どっちの腕だったか、今は思い出せない。取り敢えず、飼い主は新しい枷を用意した。
それが隙だった。ほんの一瞬…。
僕は呻くような高笑いが止まらなかった。枷は腕だけについていたのが救いだった。立ち上がり、木椅子を蹴り壊す。若干、木片が腕に張り付いていたが、僕は気にせず、飼い主の腕を叩きつけた。スタンガンを持った手は関節と逆方向に曲がる。
叫び声を上げる太った女。僕はその女の鼻を指で摘みとった。
血飛沫を上げ泣き叫ぶ。
死体処理をやらされていたため、人間の肉はどうしたら壊れるのか知っていた。しかし、それを生きた人間でやるのは初めてだ。僕と飼い主の立場は逆転した。

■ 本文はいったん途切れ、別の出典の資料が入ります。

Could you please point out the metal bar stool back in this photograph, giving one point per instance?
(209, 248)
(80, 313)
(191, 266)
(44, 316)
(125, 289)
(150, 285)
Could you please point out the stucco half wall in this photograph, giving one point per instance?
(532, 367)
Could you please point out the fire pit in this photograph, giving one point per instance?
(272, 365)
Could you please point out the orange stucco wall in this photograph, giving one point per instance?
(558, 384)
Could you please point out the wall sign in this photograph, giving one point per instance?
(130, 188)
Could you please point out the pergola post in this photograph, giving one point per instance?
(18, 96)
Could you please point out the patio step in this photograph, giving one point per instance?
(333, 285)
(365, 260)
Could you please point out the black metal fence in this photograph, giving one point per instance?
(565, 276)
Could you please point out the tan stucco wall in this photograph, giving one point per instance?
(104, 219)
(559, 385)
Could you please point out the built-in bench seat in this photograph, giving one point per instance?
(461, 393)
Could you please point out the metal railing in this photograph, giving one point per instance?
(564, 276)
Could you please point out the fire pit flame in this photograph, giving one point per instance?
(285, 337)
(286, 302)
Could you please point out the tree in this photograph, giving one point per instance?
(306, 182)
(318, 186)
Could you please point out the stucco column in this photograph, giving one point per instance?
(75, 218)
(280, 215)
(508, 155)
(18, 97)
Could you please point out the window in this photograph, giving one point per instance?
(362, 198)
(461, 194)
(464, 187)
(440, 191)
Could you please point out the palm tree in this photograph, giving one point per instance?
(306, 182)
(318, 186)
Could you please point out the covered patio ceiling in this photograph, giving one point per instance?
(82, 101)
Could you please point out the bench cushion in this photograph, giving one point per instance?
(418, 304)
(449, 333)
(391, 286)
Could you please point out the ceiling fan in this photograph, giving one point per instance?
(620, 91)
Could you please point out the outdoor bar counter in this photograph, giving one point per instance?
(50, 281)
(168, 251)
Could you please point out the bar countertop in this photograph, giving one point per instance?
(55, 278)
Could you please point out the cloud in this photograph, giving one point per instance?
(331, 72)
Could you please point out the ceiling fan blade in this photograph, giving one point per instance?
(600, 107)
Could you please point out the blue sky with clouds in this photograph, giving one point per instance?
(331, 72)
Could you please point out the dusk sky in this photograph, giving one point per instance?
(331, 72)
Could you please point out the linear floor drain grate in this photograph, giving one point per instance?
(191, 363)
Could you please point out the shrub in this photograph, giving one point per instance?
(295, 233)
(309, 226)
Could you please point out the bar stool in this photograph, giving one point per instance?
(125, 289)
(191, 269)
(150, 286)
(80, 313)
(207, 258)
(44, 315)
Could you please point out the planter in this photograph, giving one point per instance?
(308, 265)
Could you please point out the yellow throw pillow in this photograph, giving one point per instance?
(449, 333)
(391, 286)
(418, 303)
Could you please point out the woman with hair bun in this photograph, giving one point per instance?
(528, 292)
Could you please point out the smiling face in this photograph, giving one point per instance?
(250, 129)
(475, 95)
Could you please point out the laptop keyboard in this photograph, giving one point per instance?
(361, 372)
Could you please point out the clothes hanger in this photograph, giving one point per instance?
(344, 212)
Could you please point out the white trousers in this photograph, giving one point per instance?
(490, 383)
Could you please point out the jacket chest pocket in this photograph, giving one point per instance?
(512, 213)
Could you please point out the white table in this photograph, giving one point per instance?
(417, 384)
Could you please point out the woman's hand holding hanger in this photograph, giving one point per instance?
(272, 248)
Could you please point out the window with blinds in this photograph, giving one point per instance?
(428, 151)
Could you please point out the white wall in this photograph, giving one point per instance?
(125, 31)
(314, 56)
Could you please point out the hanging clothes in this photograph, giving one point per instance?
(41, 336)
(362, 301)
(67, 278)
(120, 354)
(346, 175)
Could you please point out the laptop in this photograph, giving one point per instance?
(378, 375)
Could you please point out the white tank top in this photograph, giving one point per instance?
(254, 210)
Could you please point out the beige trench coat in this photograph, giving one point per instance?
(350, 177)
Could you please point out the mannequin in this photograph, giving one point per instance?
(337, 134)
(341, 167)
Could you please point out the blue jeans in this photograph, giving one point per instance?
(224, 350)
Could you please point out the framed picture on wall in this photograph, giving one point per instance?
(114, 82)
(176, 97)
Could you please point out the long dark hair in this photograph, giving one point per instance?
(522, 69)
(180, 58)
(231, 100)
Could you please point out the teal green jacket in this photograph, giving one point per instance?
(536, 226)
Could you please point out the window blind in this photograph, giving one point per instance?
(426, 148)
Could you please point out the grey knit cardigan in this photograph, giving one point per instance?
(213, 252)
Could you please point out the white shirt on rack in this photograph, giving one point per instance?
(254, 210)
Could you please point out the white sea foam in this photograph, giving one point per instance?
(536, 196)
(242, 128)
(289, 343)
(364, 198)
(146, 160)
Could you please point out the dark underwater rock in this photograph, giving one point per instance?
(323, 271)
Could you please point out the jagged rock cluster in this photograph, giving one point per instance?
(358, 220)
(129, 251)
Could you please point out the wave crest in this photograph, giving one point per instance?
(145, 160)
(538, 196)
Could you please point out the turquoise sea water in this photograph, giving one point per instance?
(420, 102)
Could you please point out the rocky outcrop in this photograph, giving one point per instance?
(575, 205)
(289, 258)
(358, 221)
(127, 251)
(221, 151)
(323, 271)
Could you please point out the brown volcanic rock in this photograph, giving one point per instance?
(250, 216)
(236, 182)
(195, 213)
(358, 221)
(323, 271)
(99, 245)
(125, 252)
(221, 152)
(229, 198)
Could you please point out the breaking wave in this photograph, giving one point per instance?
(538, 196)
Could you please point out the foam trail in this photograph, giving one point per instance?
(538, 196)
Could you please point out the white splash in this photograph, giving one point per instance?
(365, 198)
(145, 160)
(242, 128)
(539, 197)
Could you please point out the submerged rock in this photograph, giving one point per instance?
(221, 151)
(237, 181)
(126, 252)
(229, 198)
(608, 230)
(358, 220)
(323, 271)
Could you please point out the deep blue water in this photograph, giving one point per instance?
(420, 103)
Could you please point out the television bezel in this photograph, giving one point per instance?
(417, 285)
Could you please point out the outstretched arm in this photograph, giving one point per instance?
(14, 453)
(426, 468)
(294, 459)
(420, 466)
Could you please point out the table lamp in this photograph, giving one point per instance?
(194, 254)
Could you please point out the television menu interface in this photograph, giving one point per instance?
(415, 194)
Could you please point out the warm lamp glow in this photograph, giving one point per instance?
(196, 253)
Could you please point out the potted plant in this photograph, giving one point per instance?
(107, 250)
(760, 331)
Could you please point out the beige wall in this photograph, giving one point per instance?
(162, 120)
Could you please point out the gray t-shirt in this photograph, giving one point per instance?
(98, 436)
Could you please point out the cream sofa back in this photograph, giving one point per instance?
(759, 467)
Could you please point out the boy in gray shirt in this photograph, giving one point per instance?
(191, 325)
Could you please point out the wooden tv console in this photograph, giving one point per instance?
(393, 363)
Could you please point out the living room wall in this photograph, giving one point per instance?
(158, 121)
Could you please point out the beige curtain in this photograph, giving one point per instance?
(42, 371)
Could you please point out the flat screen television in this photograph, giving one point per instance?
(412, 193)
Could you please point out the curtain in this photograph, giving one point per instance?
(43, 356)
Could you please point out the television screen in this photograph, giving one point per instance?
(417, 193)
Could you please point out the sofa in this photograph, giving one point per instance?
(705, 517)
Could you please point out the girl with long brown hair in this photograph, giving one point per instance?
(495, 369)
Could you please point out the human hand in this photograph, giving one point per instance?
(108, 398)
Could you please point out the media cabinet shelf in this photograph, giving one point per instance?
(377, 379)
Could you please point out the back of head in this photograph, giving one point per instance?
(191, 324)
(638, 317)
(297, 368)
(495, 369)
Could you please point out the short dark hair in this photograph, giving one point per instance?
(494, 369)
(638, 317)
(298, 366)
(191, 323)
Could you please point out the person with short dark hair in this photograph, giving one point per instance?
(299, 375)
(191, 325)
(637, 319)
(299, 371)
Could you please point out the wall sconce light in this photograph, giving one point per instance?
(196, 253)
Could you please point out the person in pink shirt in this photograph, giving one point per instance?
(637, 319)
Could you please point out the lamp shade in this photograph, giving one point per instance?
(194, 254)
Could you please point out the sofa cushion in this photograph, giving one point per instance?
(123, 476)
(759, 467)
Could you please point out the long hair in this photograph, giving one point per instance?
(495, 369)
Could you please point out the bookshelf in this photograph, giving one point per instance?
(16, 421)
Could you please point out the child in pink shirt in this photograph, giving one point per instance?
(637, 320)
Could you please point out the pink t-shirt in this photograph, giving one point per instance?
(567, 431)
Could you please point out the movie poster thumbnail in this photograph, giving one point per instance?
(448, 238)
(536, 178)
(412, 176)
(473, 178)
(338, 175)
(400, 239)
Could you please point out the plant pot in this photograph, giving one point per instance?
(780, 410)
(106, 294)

一度、飼い主が趣味でやっている拷問を見たことがある。それを…見様見真似でやった。その時の飼い主の絶望の顔と言ったら。もう最高だった!
「やなこと思い出した…」
2キロ先、戦車3台が林から砂漠へと出てきた。僕は高台となっている岩の壁から対戦車ライフル、ゾロターンSー18/100のスコープから覗く。
「こちらレッド1。敵戦車3台補足」
無線で現状を報告する。
僕たちはSRA第三部隊カラーズ。SRAは軍ではなく、ゲリラの集団。言わばレジスタンスで、僕達の部隊はお金の関係で上から武器を調達してもらったことがない。人数も20人弱でものすごく少ない。
で、今の敵もゲリラだが、向こうはテロ組織だ。
そして僕は矢渕カリヒ。18歳。
『こちらブルー2。了解した。目的は散開させて各個撃破、または戦車の捕獲だ』
ブルー2、カイ・フーさんが応答する。彼は戦車の装填手で、30年くらい前に軍に所属していたらしい。今は65歳なので装填手をさせているが、昔はバリバリ戦車を操縦していたため、ブルー1、リーナ・カーミ、17歳に操縦の指導を行っている。
そしてカイさんとリーナを含めるコードブルーは1台の軽戦車の部隊なのだ。